Il est possible pour les lycéens d’approfondir ces disciplines par le choix, s’il existe dans l’établissement, de son enseignement de spécialité.
Pour les mathématiques, ce ne sera pas possible puisque les élèves auront soit des mathématiques au tronc commun, soit un enseignement de spécialité… le tronc commun au lycée ne sera donc plus tout à fait commun.
Pour le SE-Unsa, la demande était depuis longtemps un rétablissement des mathématiques pour tous les élèves afin de parfaire la culture scientifique des lycéens et de leur laisser le choix d’approfondir ou non leurs connaissances par le choix d’un enseignement de spécialité.
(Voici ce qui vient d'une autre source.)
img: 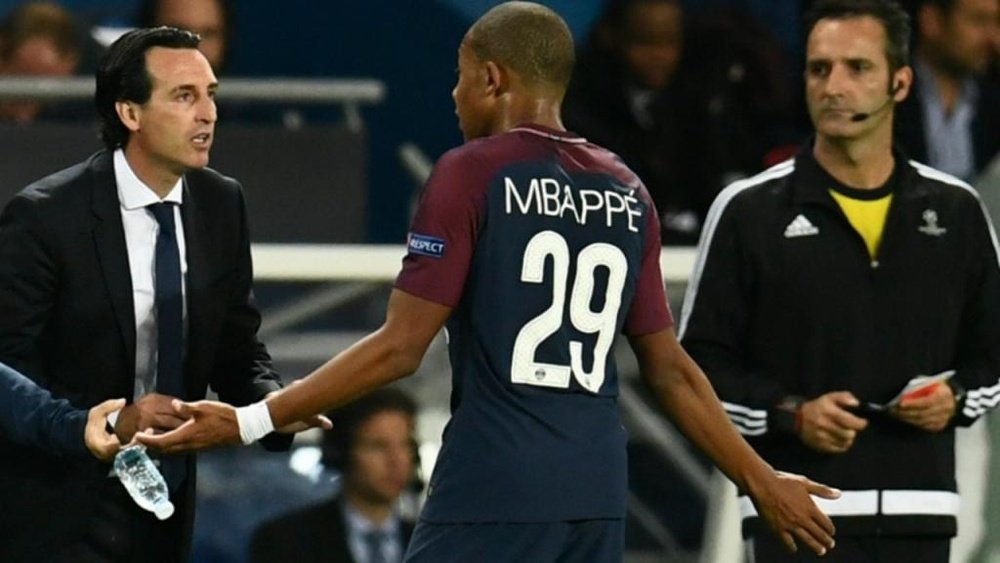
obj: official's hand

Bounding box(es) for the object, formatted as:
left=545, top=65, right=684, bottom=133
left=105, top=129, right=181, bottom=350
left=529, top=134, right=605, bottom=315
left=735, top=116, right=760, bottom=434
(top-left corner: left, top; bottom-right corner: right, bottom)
left=266, top=382, right=333, bottom=434
left=85, top=398, right=125, bottom=461
left=114, top=393, right=191, bottom=442
left=134, top=399, right=241, bottom=454
left=891, top=382, right=955, bottom=432
left=799, top=391, right=869, bottom=454
left=749, top=470, right=839, bottom=556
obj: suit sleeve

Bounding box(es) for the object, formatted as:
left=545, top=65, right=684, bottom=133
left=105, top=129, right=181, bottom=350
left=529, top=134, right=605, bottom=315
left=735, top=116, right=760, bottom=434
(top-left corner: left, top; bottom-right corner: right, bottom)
left=209, top=184, right=290, bottom=451
left=0, top=362, right=87, bottom=457
left=678, top=189, right=789, bottom=437
left=951, top=198, right=1000, bottom=426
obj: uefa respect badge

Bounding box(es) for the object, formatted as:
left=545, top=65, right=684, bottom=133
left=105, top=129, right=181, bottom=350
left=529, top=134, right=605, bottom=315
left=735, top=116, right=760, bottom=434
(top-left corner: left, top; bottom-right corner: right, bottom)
left=407, top=232, right=446, bottom=258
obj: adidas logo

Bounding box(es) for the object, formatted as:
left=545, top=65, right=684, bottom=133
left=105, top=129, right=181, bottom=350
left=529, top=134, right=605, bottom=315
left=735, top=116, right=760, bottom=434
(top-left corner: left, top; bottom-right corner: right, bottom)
left=784, top=214, right=819, bottom=238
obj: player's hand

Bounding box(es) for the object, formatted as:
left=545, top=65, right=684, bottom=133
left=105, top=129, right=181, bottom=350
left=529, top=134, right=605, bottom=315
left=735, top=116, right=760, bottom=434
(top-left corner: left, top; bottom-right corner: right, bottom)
left=750, top=470, right=839, bottom=556
left=134, top=399, right=241, bottom=454
left=799, top=391, right=869, bottom=454
left=114, top=392, right=191, bottom=442
left=891, top=382, right=955, bottom=432
left=266, top=381, right=333, bottom=434
left=85, top=398, right=125, bottom=461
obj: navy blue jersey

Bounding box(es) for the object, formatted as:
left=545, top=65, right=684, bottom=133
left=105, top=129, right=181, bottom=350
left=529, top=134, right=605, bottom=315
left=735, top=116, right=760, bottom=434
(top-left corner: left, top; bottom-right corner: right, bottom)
left=396, top=125, right=672, bottom=522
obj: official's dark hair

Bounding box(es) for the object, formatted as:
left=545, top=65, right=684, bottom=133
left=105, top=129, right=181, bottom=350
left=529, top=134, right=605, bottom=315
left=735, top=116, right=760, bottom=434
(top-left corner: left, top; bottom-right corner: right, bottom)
left=94, top=26, right=200, bottom=149
left=805, top=0, right=912, bottom=72
left=321, top=388, right=417, bottom=473
left=467, top=1, right=575, bottom=93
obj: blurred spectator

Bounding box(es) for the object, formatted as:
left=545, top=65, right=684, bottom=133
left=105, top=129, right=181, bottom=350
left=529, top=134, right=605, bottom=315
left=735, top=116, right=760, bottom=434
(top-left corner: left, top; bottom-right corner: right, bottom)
left=895, top=0, right=999, bottom=182
left=138, top=0, right=230, bottom=71
left=250, top=388, right=418, bottom=563
left=563, top=0, right=799, bottom=244
left=0, top=1, right=80, bottom=123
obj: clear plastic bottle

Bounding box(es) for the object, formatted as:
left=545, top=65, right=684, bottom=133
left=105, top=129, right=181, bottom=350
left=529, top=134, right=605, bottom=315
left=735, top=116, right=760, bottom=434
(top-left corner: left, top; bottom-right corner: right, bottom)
left=113, top=444, right=175, bottom=520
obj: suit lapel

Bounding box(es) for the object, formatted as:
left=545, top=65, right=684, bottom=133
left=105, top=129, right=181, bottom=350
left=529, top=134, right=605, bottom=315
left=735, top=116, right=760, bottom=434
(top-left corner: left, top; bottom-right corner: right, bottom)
left=90, top=151, right=136, bottom=383
left=180, top=177, right=210, bottom=397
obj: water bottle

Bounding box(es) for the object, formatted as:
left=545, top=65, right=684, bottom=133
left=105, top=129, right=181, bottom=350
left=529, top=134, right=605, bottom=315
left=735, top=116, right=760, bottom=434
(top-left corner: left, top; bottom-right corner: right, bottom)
left=113, top=444, right=175, bottom=520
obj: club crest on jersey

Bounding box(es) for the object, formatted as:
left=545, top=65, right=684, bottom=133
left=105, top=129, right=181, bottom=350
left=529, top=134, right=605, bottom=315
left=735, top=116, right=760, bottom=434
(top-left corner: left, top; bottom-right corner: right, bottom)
left=407, top=233, right=446, bottom=258
left=918, top=209, right=946, bottom=236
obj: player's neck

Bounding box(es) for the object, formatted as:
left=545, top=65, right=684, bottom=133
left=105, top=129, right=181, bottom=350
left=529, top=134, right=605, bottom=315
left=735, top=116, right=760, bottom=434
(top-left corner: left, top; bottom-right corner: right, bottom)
left=494, top=95, right=565, bottom=135
left=813, top=129, right=895, bottom=190
left=344, top=489, right=394, bottom=526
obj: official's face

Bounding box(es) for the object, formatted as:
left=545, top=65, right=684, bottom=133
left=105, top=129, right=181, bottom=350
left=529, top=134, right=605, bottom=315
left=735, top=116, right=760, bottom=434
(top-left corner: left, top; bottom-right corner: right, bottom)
left=805, top=16, right=898, bottom=141
left=452, top=39, right=493, bottom=141
left=128, top=47, right=218, bottom=176
left=346, top=411, right=415, bottom=505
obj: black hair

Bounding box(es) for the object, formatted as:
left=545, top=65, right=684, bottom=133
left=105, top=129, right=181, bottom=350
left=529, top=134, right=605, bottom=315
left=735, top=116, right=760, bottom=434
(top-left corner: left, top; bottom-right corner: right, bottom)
left=805, top=0, right=912, bottom=72
left=321, top=388, right=417, bottom=473
left=467, top=1, right=576, bottom=93
left=94, top=26, right=200, bottom=149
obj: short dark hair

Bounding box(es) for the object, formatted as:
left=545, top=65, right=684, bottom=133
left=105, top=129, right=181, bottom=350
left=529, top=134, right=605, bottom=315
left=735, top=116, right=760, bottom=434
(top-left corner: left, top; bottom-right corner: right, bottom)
left=466, top=1, right=575, bottom=94
left=94, top=26, right=200, bottom=149
left=804, top=0, right=912, bottom=72
left=321, top=388, right=417, bottom=473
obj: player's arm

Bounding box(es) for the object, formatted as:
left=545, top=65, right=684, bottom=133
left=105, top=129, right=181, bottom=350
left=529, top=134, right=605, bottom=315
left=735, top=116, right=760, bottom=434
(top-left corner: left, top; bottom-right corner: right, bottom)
left=137, top=289, right=451, bottom=453
left=629, top=328, right=839, bottom=556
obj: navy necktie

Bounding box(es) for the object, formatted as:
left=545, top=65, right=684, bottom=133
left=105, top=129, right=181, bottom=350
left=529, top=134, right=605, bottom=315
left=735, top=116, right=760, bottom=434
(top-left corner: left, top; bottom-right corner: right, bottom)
left=148, top=202, right=185, bottom=490
left=364, top=530, right=389, bottom=563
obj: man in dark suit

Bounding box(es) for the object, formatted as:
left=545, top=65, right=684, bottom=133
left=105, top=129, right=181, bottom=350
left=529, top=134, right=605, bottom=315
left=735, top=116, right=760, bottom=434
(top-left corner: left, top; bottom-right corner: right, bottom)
left=250, top=388, right=419, bottom=563
left=895, top=0, right=999, bottom=182
left=0, top=26, right=321, bottom=563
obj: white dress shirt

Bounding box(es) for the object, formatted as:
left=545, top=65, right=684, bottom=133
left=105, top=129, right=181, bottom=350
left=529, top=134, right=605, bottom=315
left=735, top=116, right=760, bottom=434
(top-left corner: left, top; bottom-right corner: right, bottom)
left=343, top=502, right=404, bottom=563
left=113, top=149, right=188, bottom=401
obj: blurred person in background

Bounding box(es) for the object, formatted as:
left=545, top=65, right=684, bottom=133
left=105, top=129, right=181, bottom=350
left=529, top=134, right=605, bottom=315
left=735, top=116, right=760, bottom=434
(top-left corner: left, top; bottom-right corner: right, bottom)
left=250, top=388, right=418, bottom=563
left=681, top=0, right=1000, bottom=561
left=0, top=1, right=81, bottom=123
left=563, top=0, right=799, bottom=244
left=138, top=0, right=230, bottom=72
left=895, top=0, right=999, bottom=182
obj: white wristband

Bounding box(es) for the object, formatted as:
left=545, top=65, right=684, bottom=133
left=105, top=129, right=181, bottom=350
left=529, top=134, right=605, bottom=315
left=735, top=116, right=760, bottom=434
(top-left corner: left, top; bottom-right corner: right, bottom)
left=235, top=401, right=275, bottom=445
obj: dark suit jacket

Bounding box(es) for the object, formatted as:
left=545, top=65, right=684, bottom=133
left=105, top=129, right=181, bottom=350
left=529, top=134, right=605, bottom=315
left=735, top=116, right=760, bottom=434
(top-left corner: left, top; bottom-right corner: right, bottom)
left=0, top=361, right=86, bottom=457
left=895, top=73, right=1000, bottom=178
left=249, top=497, right=416, bottom=563
left=0, top=150, right=291, bottom=562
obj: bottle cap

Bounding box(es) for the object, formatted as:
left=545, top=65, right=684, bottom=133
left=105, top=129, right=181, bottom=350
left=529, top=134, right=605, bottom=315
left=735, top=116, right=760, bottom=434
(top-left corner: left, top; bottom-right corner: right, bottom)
left=154, top=499, right=175, bottom=520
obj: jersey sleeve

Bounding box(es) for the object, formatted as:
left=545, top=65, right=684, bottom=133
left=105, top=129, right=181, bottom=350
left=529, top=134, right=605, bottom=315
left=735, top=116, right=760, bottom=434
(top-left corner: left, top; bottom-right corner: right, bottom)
left=394, top=148, right=489, bottom=307
left=623, top=191, right=673, bottom=335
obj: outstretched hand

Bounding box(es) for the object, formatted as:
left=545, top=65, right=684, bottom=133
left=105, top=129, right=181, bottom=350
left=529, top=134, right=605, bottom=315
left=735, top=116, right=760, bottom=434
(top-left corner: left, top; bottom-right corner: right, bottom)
left=750, top=470, right=840, bottom=556
left=135, top=397, right=333, bottom=454
left=85, top=398, right=126, bottom=461
left=135, top=399, right=241, bottom=454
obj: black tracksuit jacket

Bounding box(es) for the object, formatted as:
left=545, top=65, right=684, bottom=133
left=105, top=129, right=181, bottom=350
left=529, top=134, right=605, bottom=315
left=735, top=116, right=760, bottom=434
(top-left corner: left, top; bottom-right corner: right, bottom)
left=680, top=146, right=1000, bottom=537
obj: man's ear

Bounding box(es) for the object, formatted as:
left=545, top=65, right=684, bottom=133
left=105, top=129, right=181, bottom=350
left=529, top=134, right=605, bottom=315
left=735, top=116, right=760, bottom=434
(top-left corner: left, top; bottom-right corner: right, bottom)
left=483, top=60, right=508, bottom=97
left=892, top=65, right=914, bottom=102
left=114, top=100, right=141, bottom=133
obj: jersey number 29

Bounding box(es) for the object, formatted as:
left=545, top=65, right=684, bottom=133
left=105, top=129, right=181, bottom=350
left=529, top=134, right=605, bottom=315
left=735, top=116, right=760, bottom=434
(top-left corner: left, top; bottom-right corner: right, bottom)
left=511, top=230, right=627, bottom=393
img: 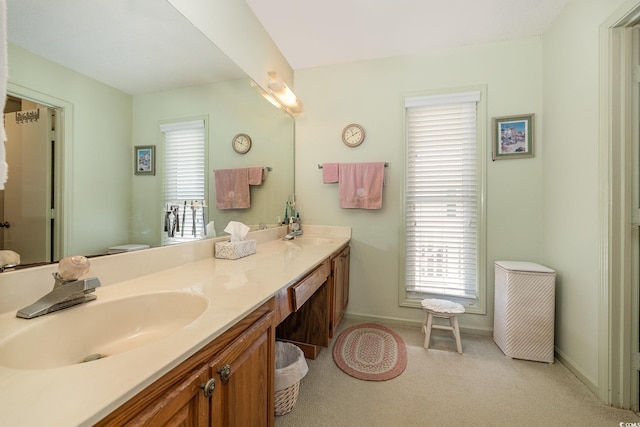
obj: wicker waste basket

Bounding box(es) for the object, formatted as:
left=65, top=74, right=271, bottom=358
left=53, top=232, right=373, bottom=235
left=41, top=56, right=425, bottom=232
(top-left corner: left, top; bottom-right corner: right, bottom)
left=274, top=341, right=308, bottom=416
left=493, top=261, right=556, bottom=363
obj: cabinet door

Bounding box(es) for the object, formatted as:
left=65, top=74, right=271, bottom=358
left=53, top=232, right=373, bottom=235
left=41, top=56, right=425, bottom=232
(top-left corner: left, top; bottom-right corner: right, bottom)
left=331, top=246, right=350, bottom=337
left=209, top=312, right=275, bottom=427
left=125, top=365, right=210, bottom=427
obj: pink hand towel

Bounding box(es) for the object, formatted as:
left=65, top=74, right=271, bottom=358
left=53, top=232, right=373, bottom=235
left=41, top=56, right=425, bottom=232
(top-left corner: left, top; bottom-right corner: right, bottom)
left=214, top=168, right=250, bottom=209
left=248, top=167, right=264, bottom=185
left=322, top=163, right=339, bottom=183
left=338, top=162, right=385, bottom=209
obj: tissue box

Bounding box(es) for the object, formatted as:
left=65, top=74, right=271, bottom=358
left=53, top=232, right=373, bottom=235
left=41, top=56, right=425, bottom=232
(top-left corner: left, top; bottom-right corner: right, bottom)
left=215, top=240, right=257, bottom=260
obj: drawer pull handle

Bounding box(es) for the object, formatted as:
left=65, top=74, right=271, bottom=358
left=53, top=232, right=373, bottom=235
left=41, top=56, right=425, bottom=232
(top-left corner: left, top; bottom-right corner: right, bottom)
left=217, top=364, right=231, bottom=382
left=201, top=378, right=216, bottom=397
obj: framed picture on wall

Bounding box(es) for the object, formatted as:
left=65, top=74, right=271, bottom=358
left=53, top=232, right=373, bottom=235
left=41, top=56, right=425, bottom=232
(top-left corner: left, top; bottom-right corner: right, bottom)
left=134, top=145, right=155, bottom=175
left=492, top=114, right=534, bottom=160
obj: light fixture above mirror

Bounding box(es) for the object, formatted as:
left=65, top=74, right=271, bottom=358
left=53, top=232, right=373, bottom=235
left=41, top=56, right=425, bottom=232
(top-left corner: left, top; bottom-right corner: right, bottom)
left=267, top=72, right=304, bottom=116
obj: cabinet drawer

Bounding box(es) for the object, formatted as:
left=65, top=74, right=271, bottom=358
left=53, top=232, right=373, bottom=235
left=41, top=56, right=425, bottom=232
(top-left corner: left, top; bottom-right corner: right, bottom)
left=289, top=260, right=330, bottom=311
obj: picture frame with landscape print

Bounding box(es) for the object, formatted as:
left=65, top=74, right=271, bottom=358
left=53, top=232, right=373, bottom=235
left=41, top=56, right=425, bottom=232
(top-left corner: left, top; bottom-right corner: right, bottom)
left=492, top=114, right=534, bottom=160
left=134, top=145, right=155, bottom=175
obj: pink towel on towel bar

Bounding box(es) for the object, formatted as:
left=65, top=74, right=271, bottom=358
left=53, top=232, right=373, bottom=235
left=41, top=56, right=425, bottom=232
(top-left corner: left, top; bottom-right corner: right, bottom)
left=322, top=163, right=339, bottom=183
left=338, top=162, right=385, bottom=209
left=248, top=167, right=264, bottom=185
left=214, top=168, right=250, bottom=209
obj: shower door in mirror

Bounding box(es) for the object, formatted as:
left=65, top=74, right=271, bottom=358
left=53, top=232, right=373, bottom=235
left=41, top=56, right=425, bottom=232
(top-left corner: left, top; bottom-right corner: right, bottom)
left=3, top=107, right=54, bottom=264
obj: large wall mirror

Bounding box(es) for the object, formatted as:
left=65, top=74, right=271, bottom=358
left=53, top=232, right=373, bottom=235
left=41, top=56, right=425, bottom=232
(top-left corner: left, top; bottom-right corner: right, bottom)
left=2, top=0, right=294, bottom=267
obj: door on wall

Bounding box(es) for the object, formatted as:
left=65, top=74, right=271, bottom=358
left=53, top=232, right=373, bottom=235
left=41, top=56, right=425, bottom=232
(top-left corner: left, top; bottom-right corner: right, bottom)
left=2, top=106, right=54, bottom=264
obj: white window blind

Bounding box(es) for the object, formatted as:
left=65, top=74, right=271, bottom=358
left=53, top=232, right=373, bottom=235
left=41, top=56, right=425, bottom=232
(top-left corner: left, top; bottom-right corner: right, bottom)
left=405, top=91, right=480, bottom=301
left=160, top=119, right=206, bottom=243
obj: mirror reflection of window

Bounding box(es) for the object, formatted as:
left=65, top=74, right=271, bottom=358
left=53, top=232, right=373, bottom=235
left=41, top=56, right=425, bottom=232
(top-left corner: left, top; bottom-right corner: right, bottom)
left=160, top=119, right=207, bottom=244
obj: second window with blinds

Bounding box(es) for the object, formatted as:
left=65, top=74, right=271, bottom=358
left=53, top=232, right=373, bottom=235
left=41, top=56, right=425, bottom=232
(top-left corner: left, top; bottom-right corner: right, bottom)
left=403, top=89, right=486, bottom=311
left=160, top=119, right=207, bottom=244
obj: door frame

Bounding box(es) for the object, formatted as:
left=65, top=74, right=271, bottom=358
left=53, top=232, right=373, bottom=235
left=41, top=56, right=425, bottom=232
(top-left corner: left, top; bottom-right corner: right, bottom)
left=6, top=83, right=73, bottom=261
left=599, top=0, right=640, bottom=410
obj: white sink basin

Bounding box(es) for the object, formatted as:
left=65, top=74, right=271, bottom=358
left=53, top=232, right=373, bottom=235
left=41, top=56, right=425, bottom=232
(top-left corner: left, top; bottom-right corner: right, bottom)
left=0, top=291, right=208, bottom=370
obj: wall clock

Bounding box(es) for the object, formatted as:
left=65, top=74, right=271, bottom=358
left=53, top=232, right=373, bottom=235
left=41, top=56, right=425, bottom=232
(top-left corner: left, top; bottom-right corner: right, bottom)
left=342, top=123, right=365, bottom=147
left=232, top=133, right=252, bottom=154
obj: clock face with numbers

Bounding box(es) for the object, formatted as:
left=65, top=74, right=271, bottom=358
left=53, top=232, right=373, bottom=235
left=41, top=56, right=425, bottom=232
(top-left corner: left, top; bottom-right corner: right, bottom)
left=232, top=133, right=252, bottom=154
left=342, top=124, right=365, bottom=147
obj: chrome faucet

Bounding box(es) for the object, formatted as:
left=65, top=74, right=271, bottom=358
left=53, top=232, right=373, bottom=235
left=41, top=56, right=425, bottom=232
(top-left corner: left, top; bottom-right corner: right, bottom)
left=16, top=256, right=101, bottom=319
left=283, top=219, right=303, bottom=240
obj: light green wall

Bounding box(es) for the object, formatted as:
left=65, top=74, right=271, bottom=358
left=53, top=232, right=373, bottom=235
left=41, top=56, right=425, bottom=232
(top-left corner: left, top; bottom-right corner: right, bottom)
left=294, top=0, right=634, bottom=390
left=131, top=79, right=294, bottom=244
left=294, top=37, right=544, bottom=333
left=542, top=0, right=629, bottom=388
left=7, top=45, right=133, bottom=256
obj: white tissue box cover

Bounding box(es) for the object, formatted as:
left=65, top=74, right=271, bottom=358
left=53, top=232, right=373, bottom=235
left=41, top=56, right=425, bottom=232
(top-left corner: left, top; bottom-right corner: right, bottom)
left=215, top=240, right=257, bottom=260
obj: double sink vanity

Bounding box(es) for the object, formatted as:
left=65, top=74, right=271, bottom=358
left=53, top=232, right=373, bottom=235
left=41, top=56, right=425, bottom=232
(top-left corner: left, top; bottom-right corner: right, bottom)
left=0, top=225, right=351, bottom=426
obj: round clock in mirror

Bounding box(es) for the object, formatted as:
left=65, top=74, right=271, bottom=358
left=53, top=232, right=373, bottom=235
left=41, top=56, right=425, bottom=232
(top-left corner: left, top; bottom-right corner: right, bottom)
left=232, top=133, right=252, bottom=154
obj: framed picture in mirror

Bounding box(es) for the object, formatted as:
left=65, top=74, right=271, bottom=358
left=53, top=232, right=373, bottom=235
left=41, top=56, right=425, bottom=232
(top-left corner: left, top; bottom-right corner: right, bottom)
left=134, top=145, right=156, bottom=175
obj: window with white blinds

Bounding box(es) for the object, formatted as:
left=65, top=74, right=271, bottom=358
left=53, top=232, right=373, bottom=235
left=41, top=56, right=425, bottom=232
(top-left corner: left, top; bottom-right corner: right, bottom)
left=405, top=91, right=481, bottom=302
left=160, top=119, right=206, bottom=244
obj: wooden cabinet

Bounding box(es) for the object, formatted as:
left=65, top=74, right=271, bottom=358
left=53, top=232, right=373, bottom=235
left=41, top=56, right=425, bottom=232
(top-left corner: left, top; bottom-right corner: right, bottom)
left=126, top=365, right=210, bottom=426
left=277, top=244, right=351, bottom=356
left=329, top=245, right=350, bottom=338
left=209, top=311, right=274, bottom=426
left=96, top=301, right=275, bottom=427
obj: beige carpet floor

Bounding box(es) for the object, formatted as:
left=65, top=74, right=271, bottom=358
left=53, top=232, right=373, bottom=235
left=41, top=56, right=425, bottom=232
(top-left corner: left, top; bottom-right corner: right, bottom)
left=275, top=318, right=640, bottom=427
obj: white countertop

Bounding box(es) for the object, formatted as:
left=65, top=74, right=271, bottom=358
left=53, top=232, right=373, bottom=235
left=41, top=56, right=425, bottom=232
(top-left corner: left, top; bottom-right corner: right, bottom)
left=0, top=227, right=350, bottom=426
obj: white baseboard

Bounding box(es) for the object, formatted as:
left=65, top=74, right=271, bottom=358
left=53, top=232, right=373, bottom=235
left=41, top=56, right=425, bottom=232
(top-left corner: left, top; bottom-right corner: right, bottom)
left=554, top=346, right=599, bottom=396
left=343, top=312, right=493, bottom=336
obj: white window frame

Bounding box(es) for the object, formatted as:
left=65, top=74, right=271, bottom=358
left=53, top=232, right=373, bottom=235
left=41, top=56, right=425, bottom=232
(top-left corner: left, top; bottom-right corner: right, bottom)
left=399, top=86, right=487, bottom=314
left=160, top=117, right=208, bottom=245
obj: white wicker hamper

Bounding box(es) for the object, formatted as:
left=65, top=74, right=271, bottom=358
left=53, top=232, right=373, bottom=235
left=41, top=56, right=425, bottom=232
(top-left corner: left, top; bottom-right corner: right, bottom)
left=493, top=261, right=556, bottom=363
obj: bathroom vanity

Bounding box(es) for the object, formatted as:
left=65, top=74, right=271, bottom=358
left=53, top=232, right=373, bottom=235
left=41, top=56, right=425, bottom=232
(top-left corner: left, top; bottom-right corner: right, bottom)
left=0, top=225, right=350, bottom=426
left=97, top=300, right=276, bottom=426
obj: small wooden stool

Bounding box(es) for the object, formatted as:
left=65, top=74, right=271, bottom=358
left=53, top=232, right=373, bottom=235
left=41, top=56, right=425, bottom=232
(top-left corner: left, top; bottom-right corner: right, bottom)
left=421, top=298, right=465, bottom=354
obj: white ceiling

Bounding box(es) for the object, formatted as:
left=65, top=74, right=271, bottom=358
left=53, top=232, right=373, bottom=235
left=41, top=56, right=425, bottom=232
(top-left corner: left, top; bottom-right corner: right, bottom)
left=6, top=0, right=572, bottom=95
left=246, top=0, right=572, bottom=70
left=6, top=0, right=245, bottom=95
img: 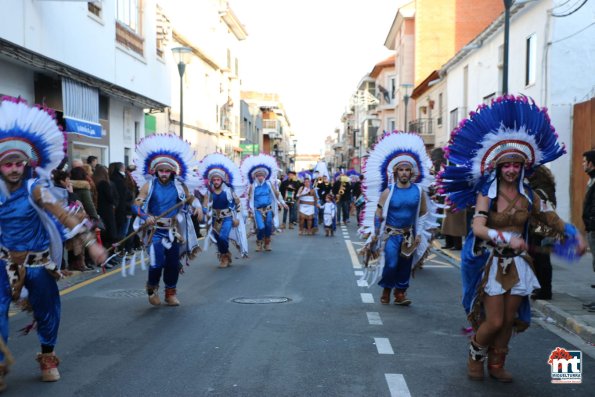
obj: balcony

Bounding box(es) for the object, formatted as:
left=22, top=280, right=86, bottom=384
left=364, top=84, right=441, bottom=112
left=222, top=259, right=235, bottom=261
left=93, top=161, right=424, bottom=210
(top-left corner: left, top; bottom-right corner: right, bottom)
left=408, top=118, right=436, bottom=146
La tendance très forte des filles à délaisser les enseignements scientifiques dont les mathématiques ne se trouve pas réglée par une telle mesure, loin de là. Au contraire, une telle organisation transmet une vision punitive des mathématiques : « si tu ne choisis pas l’enseignement de spécialité maths, tu feras quand même des maths ! » et distingue les élèves en deux catégories : les bons élèves en spécialité et les autres suivant les mathématiques du tronc commun.
Les filles, qui généralement minimisent leurs capacités, pourraient même se détourner de la spécialité mathématiques en se contentant de l’enseignement de tronc commun qui leur semblerait suffisant.
Des changements au-delà de la 1ère
Le bricolage de la réforme du lycée n’en finit donc plus et les éternels revirements et changements se poursuivent. Sur les mathématiques, le dossier est loin d’être clos.
En effet, les mesures annoncées dans la presse par le ministre vont au-delà de la simple classe de première puisque c’est bien la place des mathématiques qui est au centre de sa prise de parole. Un module horaire de réconciliation en seconde, des modules de consolidation et de renforcement au collège…, l’année 2023 sera donc l’année des mathématiques pour les élèves mais aussi d’un alourdissement substantiel de leur emploi du temps.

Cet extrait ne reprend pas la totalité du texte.